During an upgrade, file storage with insufficient IOPS numbers can negatively impact the performance and stability of your TAS for VMs deployment.
If disk processing time takes longer than the evacuation timeout for Diego Cells, then Diego Cells and app instances may take too long to start up, resulting in a cascading failure.
However, the minimum required IOPS depends upon a number of deployment-specific factors and configuration choices. Use this section as a guide when deciding on the file storage configuration for your deployment.
When you deploy TAS for VMs, you can select internal file storage or external file storage, either network-accessible or IaaS-provided, as an option in the TAS for VMs tile.
Selecting internal storage causes TAS for VMs to deploy a dedicated VM that uses either NFS or WebDAV for file storage. Selecting external storage allows you to configure file storage provided in network-accessible location or by an IaaS, such as Amazon S3, Google Cloud Storage, or Azure Storage.
Whenever possible, VMware recommends using external file storage.
As a best-effort calculation, estimate the total number of bits needed to move during a system upgrade to determine how IOPS-performant your file storage needs to be.
Number of Diego Cells: As a first calculation, determine the number of Diego Cells that your deployment currently uses. To view the number of Diego Cell instances currently running in your deployment, see the Resource Config pane of the TAS for VMs tile. If you expect to scale up the number of instances, use the anticipated scaled number.

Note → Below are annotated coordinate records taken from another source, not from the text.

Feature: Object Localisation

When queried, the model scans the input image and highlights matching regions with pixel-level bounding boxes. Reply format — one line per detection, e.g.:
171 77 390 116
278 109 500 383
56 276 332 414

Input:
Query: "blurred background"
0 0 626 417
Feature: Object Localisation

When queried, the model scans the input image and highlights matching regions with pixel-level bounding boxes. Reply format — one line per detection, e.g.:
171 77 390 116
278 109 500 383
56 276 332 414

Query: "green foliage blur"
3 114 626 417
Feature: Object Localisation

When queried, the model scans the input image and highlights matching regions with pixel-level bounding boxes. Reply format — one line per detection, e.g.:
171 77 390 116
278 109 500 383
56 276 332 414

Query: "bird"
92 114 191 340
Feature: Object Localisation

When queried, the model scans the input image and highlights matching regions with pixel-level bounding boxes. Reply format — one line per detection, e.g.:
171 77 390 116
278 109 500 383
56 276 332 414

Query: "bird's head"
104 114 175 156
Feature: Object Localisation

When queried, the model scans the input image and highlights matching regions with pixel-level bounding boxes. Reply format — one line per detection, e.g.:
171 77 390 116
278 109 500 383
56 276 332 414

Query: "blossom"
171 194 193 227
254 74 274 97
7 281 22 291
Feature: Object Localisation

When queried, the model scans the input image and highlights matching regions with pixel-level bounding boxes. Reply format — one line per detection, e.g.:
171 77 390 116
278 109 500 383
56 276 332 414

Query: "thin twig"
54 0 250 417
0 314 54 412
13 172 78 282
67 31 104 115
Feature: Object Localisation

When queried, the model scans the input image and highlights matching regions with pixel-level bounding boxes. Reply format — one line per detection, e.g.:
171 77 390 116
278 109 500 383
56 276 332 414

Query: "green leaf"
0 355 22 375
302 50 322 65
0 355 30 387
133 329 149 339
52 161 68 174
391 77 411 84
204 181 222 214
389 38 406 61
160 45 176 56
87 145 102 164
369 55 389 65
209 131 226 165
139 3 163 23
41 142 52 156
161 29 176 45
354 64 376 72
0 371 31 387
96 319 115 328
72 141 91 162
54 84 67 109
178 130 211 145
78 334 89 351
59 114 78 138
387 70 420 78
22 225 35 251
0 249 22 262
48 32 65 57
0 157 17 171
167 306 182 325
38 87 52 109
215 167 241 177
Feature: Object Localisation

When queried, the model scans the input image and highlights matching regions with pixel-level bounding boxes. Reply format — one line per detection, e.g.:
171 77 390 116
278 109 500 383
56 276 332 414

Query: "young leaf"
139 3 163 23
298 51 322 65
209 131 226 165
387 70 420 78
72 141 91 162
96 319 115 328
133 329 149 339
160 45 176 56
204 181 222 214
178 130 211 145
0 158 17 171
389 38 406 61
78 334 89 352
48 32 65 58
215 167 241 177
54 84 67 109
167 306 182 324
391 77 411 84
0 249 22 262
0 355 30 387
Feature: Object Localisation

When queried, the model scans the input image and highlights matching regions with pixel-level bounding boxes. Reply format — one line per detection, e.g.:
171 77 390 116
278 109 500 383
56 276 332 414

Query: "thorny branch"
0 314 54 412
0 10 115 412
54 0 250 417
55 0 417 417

ImportantIf your deployment uses more than 20 Diego Cells, avoid using internal file storage. Instead, always select external or IaaS-provided file storage.
Maximum In-Flight Load and Container Starts for Diego Cells: Operators can limit the number of containers and Diego Cell instances that Diego starts concurrently. If operators impose no limits, your file storage may experience exceptionally heavy load during an upgrade.